Vroegmoderne filosofie
On oktober 18, 2021 by adminDe vroegmoderne periode in de geschiedenis is ruwweg 1500-1789, maar het etiket “vroegmoderne filosofie” wordt gewoonlijk gebruikt om te verwijzen naar een beperktere periode.
In de engste zin wordt de term gebruikt om hoofdzakelijk te verwijzen naar de filosofie van de 17e eeuw en 18e eeuw, meestal beginnend met René Descartes. 17de-eeuwse filosofen die gewoonlijk in dergelijke analyses worden opgenomen zijn Thomas Hobbes, Blaise Pascal, Baruch Spinoza, Gottfried Wilhelm Leibniz, en Isaac Newton. De 18e eeuw, vaak bekend als het tijdperk van de Verlichting, omvatte vroegmoderne figuren als John Locke, George Berkeley en David Hume.

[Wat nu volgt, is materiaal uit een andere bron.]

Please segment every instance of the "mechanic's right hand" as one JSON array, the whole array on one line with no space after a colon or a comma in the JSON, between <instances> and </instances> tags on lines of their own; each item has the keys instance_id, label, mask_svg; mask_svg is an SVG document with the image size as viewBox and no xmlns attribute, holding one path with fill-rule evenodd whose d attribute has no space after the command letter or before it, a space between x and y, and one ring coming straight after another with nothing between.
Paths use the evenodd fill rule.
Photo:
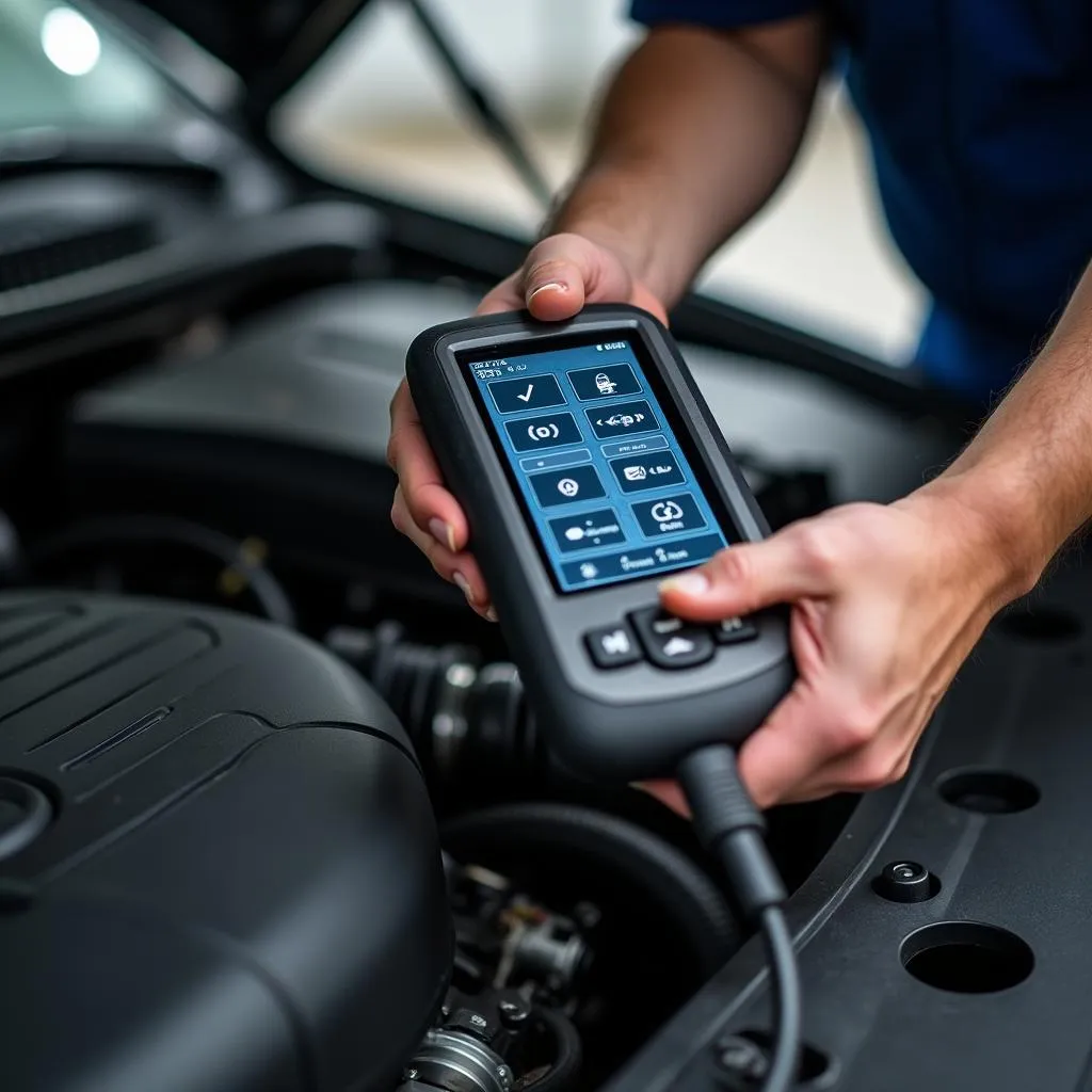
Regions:
<instances>
[{"instance_id":1,"label":"mechanic's right hand","mask_svg":"<svg viewBox=\"0 0 1092 1092\"><path fill-rule=\"evenodd\" d=\"M534 247L523 266L482 300L478 313L526 307L536 319L557 322L572 318L585 304L617 302L641 307L661 322L667 320L663 304L619 253L581 235L554 235ZM466 517L443 486L405 380L391 402L387 461L399 476L391 509L394 526L444 580L459 585L479 615L496 621L482 571L466 549Z\"/></svg>"}]
</instances>

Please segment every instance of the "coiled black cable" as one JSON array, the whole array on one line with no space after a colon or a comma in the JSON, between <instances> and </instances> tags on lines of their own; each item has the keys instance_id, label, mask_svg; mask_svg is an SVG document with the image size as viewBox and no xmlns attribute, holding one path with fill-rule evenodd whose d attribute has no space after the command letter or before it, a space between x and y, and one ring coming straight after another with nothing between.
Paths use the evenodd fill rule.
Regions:
<instances>
[{"instance_id":1,"label":"coiled black cable","mask_svg":"<svg viewBox=\"0 0 1092 1092\"><path fill-rule=\"evenodd\" d=\"M679 765L679 782L702 843L724 866L740 918L762 934L776 1030L762 1092L787 1092L800 1056L800 981L782 913L786 893L762 839L765 824L739 779L736 753L704 747Z\"/></svg>"}]
</instances>

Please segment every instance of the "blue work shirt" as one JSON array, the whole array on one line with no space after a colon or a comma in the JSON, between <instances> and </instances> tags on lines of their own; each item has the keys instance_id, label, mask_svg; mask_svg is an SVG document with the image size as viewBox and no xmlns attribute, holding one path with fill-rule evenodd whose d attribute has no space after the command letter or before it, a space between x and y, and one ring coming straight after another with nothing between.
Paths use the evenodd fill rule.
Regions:
<instances>
[{"instance_id":1,"label":"blue work shirt","mask_svg":"<svg viewBox=\"0 0 1092 1092\"><path fill-rule=\"evenodd\" d=\"M722 29L814 11L845 55L891 233L933 296L918 361L986 400L1042 344L1092 259L1092 2L632 4L649 25Z\"/></svg>"}]
</instances>

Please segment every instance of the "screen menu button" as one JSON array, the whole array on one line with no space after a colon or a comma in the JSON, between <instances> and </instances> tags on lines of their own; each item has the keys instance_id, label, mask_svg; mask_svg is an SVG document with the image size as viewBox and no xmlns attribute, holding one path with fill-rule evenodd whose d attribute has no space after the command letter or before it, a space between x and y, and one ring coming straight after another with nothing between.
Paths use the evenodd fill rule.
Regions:
<instances>
[{"instance_id":1,"label":"screen menu button","mask_svg":"<svg viewBox=\"0 0 1092 1092\"><path fill-rule=\"evenodd\" d=\"M606 364L602 368L570 371L569 382L581 402L613 399L618 394L639 394L641 391L641 383L628 364Z\"/></svg>"},{"instance_id":2,"label":"screen menu button","mask_svg":"<svg viewBox=\"0 0 1092 1092\"><path fill-rule=\"evenodd\" d=\"M527 482L531 483L531 488L534 489L543 508L575 505L581 500L594 500L606 496L594 466L570 466L563 471L532 474Z\"/></svg>"},{"instance_id":3,"label":"screen menu button","mask_svg":"<svg viewBox=\"0 0 1092 1092\"><path fill-rule=\"evenodd\" d=\"M550 413L542 417L524 417L505 423L508 438L517 451L537 451L580 443L580 429L571 413Z\"/></svg>"},{"instance_id":4,"label":"screen menu button","mask_svg":"<svg viewBox=\"0 0 1092 1092\"><path fill-rule=\"evenodd\" d=\"M610 470L622 492L661 489L665 485L680 485L685 478L678 459L672 451L615 459Z\"/></svg>"},{"instance_id":5,"label":"screen menu button","mask_svg":"<svg viewBox=\"0 0 1092 1092\"><path fill-rule=\"evenodd\" d=\"M500 413L545 410L565 405L557 376L532 376L530 379L499 379L489 383L489 393Z\"/></svg>"},{"instance_id":6,"label":"screen menu button","mask_svg":"<svg viewBox=\"0 0 1092 1092\"><path fill-rule=\"evenodd\" d=\"M646 500L630 507L646 538L674 535L679 531L698 531L705 526L705 518L701 514L698 502L688 492Z\"/></svg>"},{"instance_id":7,"label":"screen menu button","mask_svg":"<svg viewBox=\"0 0 1092 1092\"><path fill-rule=\"evenodd\" d=\"M621 402L609 406L594 406L585 410L587 424L601 440L613 440L616 436L632 436L634 432L655 432L660 422L651 406L643 399L640 402Z\"/></svg>"},{"instance_id":8,"label":"screen menu button","mask_svg":"<svg viewBox=\"0 0 1092 1092\"><path fill-rule=\"evenodd\" d=\"M626 533L610 508L550 520L549 526L558 546L566 553L595 546L616 546L626 541Z\"/></svg>"}]
</instances>

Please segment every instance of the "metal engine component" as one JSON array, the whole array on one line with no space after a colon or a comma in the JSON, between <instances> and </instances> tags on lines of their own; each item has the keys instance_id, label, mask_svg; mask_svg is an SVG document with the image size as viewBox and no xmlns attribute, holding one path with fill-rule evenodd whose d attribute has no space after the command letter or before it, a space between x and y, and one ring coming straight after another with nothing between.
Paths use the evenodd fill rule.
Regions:
<instances>
[{"instance_id":1,"label":"metal engine component","mask_svg":"<svg viewBox=\"0 0 1092 1092\"><path fill-rule=\"evenodd\" d=\"M483 1024L484 1017L478 1017ZM473 1035L434 1029L406 1067L400 1092L420 1088L444 1092L511 1092L508 1063Z\"/></svg>"}]
</instances>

De term wordt soms breder gebruikt, met inbegrip van vroegere denkers uit de 16e eeuw, zoals Niccolò Machiavelli, Martin Luther, John Calvin, Michel de Montaigne, en Francis Bacon. Sommige definities verbreden ook het spectrum van denkers die onder de noemer “vroegmodern” vallen, zoals Voltaire, Giambattista Vico, Thomas Paine. Volgens de breedste definitie zou de vroegmoderne periode in 1804 zijn geëindigd met de dood van Immanuel Kant. Op deze manier beschouwd strekt de periode zich uit van de laatste Renaissance filosofen tot de laatste dagen van het tijdperk van de Verlichting.